The existence of this ballast has emerged clearly with the need to reduce the displacement and proximity of people due to the health emergency caused by COVID-19. In order to allow remote working, in fact, it has been necessary to derogate from the plethora of requirements imposed by the legislation, in favour of faster keeping people at home. But while the rigidity of remote working has been made more flexible, nothing has been done about the other Moloch that afflicts companies: the application (instrumentally complicated by unscrupulous interpretations) of the GDPR.

Let’s start from a premise: in Italy we are – normatively – in a state of emergency. It is not yet the state of public danger referred to in art. 214 of the Law on Public Security, but it is, however, a condition that legitimises even strong exceptions (as long as within the constitutional principles) to the laws in force.

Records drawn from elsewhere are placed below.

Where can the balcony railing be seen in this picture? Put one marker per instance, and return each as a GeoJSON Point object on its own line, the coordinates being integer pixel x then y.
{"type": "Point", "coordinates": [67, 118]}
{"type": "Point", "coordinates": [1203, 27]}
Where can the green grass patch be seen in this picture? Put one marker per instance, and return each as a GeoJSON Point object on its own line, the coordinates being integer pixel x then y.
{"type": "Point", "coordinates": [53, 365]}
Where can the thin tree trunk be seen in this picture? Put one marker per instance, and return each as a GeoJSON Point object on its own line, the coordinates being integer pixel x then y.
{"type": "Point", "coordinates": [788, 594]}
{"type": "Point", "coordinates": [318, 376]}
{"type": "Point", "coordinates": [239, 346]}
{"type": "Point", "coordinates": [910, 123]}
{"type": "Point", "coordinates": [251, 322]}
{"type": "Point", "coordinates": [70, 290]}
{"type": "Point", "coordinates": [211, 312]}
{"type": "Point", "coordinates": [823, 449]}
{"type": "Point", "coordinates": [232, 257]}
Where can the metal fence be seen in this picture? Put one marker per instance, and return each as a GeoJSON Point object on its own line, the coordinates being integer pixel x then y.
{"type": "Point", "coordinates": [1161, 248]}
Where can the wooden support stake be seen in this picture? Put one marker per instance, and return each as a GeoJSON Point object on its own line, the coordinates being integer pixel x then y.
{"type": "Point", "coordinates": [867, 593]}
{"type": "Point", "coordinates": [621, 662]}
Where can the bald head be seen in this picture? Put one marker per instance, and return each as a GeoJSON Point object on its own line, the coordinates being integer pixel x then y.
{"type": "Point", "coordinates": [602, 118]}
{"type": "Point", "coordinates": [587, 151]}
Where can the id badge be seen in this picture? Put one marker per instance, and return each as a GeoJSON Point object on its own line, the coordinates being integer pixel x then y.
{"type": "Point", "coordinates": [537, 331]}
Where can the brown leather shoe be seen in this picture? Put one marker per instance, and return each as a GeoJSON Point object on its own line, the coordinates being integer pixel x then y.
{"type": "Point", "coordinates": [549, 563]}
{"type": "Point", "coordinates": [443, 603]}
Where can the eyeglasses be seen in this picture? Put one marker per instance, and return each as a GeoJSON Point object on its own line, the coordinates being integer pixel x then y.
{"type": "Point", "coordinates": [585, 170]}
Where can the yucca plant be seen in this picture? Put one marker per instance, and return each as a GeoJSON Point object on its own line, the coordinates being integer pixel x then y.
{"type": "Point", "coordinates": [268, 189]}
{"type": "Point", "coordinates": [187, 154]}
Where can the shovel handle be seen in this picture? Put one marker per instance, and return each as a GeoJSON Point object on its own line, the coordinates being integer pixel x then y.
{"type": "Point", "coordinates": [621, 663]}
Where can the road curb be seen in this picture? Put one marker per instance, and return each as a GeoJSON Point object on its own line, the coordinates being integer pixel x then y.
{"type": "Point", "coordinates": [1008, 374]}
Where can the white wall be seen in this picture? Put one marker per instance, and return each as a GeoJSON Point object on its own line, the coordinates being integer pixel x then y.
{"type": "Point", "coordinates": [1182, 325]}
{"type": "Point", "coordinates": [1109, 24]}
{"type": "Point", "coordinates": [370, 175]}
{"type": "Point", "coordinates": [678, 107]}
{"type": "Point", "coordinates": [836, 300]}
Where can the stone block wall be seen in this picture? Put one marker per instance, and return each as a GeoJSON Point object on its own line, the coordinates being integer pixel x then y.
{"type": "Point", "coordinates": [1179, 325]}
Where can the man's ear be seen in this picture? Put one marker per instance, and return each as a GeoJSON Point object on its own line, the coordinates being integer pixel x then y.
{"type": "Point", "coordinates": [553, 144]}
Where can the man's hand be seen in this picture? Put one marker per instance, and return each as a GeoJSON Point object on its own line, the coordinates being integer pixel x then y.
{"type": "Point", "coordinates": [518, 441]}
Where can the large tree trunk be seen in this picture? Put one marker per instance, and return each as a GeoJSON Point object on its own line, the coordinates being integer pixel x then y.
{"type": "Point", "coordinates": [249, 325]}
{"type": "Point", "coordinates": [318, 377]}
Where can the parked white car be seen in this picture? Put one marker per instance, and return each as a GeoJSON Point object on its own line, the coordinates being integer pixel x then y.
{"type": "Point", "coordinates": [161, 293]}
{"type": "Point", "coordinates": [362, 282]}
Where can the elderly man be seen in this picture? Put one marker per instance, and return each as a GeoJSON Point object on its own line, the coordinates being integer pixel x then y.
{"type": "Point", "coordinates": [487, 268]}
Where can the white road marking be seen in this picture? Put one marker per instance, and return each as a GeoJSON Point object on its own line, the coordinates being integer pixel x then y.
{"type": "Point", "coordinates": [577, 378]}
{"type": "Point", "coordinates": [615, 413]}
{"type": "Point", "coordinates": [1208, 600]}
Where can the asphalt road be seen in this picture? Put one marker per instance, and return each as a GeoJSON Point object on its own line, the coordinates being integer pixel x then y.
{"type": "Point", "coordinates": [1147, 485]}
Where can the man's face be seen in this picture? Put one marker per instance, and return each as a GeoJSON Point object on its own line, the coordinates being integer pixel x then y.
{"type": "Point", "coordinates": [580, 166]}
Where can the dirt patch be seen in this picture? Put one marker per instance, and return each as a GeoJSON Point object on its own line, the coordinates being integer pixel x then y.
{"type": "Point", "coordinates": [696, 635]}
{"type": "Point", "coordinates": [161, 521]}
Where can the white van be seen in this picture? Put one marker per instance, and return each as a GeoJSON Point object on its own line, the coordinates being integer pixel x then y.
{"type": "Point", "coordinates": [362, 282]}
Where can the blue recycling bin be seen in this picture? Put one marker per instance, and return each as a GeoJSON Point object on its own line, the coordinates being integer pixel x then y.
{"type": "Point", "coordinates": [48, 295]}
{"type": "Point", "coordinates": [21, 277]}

That being said, employers who are the data controllers have the duty to adopt all the necessary measures to protect the health of workers also under the legislation on health and safety in the workplace. The “remoteisation” of activities, therefore, is first of all a measure that should be considered within the mandatory health hazard risk assessment policy. This constitutes a “strong” legal basis to handle any question of personal data processing, which should always be “read” in the light of the protection of a higher interest than mere data management.

It must be remembered, however,that the state of health emergency – which belongs to the more general category of public security – is one of the cases in which the regulation on the protection of personal data does not apply: recitals 16 and 19 state this very clearly.

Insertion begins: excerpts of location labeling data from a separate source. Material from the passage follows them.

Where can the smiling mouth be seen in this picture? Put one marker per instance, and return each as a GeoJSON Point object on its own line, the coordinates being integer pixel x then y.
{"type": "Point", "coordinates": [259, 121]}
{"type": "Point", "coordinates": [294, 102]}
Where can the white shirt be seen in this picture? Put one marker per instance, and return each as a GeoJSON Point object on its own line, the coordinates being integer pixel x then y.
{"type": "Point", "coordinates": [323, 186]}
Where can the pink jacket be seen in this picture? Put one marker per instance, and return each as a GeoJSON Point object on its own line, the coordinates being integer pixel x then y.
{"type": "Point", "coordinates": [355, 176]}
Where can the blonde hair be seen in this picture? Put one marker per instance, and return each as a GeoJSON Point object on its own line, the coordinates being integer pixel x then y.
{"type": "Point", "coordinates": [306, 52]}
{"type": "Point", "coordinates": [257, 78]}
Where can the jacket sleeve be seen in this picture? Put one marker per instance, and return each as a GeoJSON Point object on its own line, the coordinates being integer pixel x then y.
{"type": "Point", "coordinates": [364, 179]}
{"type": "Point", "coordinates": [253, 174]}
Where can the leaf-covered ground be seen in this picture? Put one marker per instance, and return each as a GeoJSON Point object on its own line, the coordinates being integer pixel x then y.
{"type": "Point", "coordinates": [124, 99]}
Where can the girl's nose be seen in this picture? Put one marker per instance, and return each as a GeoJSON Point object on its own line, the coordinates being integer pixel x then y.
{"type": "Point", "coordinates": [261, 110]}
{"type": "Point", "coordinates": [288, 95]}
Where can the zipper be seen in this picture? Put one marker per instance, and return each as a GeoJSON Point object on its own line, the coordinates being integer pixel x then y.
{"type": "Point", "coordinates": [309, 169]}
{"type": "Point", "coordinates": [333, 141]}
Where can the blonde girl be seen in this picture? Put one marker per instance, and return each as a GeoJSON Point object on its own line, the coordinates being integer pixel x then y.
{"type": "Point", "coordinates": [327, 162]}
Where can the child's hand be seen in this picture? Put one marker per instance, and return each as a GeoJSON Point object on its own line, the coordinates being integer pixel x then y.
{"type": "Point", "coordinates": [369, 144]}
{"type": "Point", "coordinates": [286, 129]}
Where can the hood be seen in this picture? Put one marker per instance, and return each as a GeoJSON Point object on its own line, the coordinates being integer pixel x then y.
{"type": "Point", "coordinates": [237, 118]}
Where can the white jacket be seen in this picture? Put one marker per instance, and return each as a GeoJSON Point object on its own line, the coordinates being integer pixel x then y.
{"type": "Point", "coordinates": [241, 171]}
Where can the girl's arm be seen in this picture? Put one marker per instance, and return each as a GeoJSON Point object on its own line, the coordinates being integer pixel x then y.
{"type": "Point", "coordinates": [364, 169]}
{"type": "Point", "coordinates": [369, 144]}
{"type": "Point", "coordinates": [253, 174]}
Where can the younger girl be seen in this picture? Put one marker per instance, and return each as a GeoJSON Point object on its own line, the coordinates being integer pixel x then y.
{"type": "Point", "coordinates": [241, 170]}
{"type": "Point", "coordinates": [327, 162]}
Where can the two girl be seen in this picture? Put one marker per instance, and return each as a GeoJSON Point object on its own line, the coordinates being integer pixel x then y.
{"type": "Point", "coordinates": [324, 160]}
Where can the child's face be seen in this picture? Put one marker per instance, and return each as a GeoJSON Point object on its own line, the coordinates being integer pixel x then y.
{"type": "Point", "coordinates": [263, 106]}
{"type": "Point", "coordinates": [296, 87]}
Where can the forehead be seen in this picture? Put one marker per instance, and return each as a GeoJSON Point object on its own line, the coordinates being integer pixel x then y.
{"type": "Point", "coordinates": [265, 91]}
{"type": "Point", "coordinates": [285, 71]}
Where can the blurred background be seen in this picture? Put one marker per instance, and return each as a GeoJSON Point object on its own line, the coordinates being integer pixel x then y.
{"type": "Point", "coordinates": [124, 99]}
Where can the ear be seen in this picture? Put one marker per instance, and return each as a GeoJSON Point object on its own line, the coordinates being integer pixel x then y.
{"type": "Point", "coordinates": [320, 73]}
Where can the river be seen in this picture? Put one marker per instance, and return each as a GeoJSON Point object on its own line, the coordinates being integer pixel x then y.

This does not mean that certain precautions regarding, for example, the reliability or availability of data can be ignored, because even if the GDPR would not apply, it would still remain a general responsibility under Article 2043 – if not even 2050, as it was in the old legislation – of the Civil Code.

Wanting to establish a hierarchy of requirements relating to the processing of personal data – but in reality to the management of the company’s information assets – the first place belongs to the respect of security rules, while the rest of the more bureaucratic part is – frankly – to be put at the bottom of the list. The radical change in the internal organization of a company, in fact, requires economic and organizational efforts that are not foreseen in the budget and that, in order to be carried out, necessarily imply not being able to deal with other aspects, even if – abstractly – relevant.

In this context, therefore, the greatest weight in terms of (also) legal responsibility lies on the shoulders of the employees. They have the duty to respect the safety rules in order to avoid, especially with the use of their own equipment and connectivity, that the company’s information assets are damaged by unauthorized dissemination or unavailability, even temporarily. This also implies the need, on the part of the employer, for stricter and more stringent controls on what passes on its network.

If the number of people accessing from outside increases “exponentially” (for once I also abuse this word), the risk of harmful events also increases (malware such as Mimikatz are just one of many examples). Therefore, it is necessary to adopt clear policies that, on the one hand, increase monitoring and controls and, on the other, severely sanction – I would say in “Chinese style” – the non-observance of security rules. And this, I repeat, not only and not so much for the respect of Art. 32 of the GDPR, but to allow the effective implementation of the measures of social distancing made possible by remotely working.